Villeurbanne: Zwei Männer wurden an einem Drogenumschlagplatz angeschossen und verletzt, ihr Zustand ist kritisch.

Am Samstagabend ereignete sich in Villeurbanne, in der Metropolregion Lyon, eine weitere Schießerei im Zusammenhang mit Drogenhandel. Zwei Männer im Alter von 21 und 26 Jahren wurden im Stadtteil Verlaine-Tolstoï, der seit Jahren als Drogenumschlagplatz gilt, durch Schüsse verletzt.

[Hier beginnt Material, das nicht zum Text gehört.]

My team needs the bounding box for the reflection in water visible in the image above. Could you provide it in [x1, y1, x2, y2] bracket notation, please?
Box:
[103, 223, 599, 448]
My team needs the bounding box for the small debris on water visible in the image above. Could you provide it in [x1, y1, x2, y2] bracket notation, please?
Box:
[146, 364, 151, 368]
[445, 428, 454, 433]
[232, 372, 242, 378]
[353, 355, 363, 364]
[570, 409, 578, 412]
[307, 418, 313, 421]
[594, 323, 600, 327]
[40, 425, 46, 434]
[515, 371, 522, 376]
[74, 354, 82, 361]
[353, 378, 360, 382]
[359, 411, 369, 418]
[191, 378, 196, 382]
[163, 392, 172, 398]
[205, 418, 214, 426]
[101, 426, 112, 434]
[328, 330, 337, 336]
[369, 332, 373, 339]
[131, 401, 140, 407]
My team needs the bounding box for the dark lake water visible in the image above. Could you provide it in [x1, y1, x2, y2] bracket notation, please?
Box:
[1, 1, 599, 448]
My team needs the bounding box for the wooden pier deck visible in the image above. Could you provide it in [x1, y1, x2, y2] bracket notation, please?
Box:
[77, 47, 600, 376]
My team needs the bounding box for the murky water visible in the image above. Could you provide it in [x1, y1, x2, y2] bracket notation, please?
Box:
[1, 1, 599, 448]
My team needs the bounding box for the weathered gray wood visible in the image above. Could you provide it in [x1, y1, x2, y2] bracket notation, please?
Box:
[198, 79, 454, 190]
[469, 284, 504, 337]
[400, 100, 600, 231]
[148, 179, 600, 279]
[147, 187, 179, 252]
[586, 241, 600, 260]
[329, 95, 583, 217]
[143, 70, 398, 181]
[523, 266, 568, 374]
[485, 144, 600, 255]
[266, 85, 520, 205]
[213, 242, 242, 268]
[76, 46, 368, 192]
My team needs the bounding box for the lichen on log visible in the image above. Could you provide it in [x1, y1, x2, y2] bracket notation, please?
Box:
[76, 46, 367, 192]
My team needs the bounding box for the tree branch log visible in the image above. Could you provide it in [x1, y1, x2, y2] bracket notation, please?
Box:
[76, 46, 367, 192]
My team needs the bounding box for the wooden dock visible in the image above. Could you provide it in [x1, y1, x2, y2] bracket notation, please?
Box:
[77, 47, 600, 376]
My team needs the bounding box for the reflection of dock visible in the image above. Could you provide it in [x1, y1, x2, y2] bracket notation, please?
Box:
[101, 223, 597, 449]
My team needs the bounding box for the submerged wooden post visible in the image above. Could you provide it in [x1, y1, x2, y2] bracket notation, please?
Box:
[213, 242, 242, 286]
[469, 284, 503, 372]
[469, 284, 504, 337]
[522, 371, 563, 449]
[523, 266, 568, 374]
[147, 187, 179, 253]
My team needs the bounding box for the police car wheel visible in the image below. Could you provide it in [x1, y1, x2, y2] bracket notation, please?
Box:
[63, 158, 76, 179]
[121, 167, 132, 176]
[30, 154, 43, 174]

Der Vorfall ereignete sich kurz vor Mitternacht. Ersten Erkenntnissen zufolge näherten sich zwei Personen auf Elektrorollern den Opfern, bevor einer von ihnen mehrmals das Feuer eröffnete. Die Täter flüchteten unmittelbar nach der Schießerei und wurden auch am Sonntag noch gesucht.

Ein Opfer kämpft um sein Leben.

Die Rettungskräfte waren schnell vor Ort, um die beiden Verletzten zu versorgen. Einer wurde in den Oberschenkel, der andere in den Bauch geschossen. Sein Zustand ist äußerst ernst, er schwebt in Lebensgefahr.

Laut einer Polizeiquelle ist eines der Opfer der Polizei bereits bekannt. Die Ermittler konzentrieren sich auf die Theorie einer drogenbedingten Abrechnung, prüfen aber in diesem Ermittlungsstadium noch alle Möglichkeiten.

Ein Klima der Gewalt, das die Behörden beunruhigt

Als Reaktion auf diesen erneuten Gewaltausbruch kündigte die Präfektur Rhône den Einsatz einer Bereitschaftspolizeieinheit in dem betroffenen Viertel an, um die Polizeipräsenz zu verstärken und das Gebiet abzusichern. Die Ermittlungen zur Identifizierung der Täter dauern an.

In einer Stellungnahme verurteilte der sozialistische Bürgermeister von Villeurbanne, Cédric Van Styvendael, den Vorfall als weiteres Beispiel für die zunehmende Drogenkriminalität im Großraum Lyon. Dieser Vorfall ereignet sich inmitten mehrerer Schießereien und Racheakte, die die Region in den letzten Monaten heimgesucht und bei Anwohnern und lokalen Behörden Besorgnis ausgelöst haben.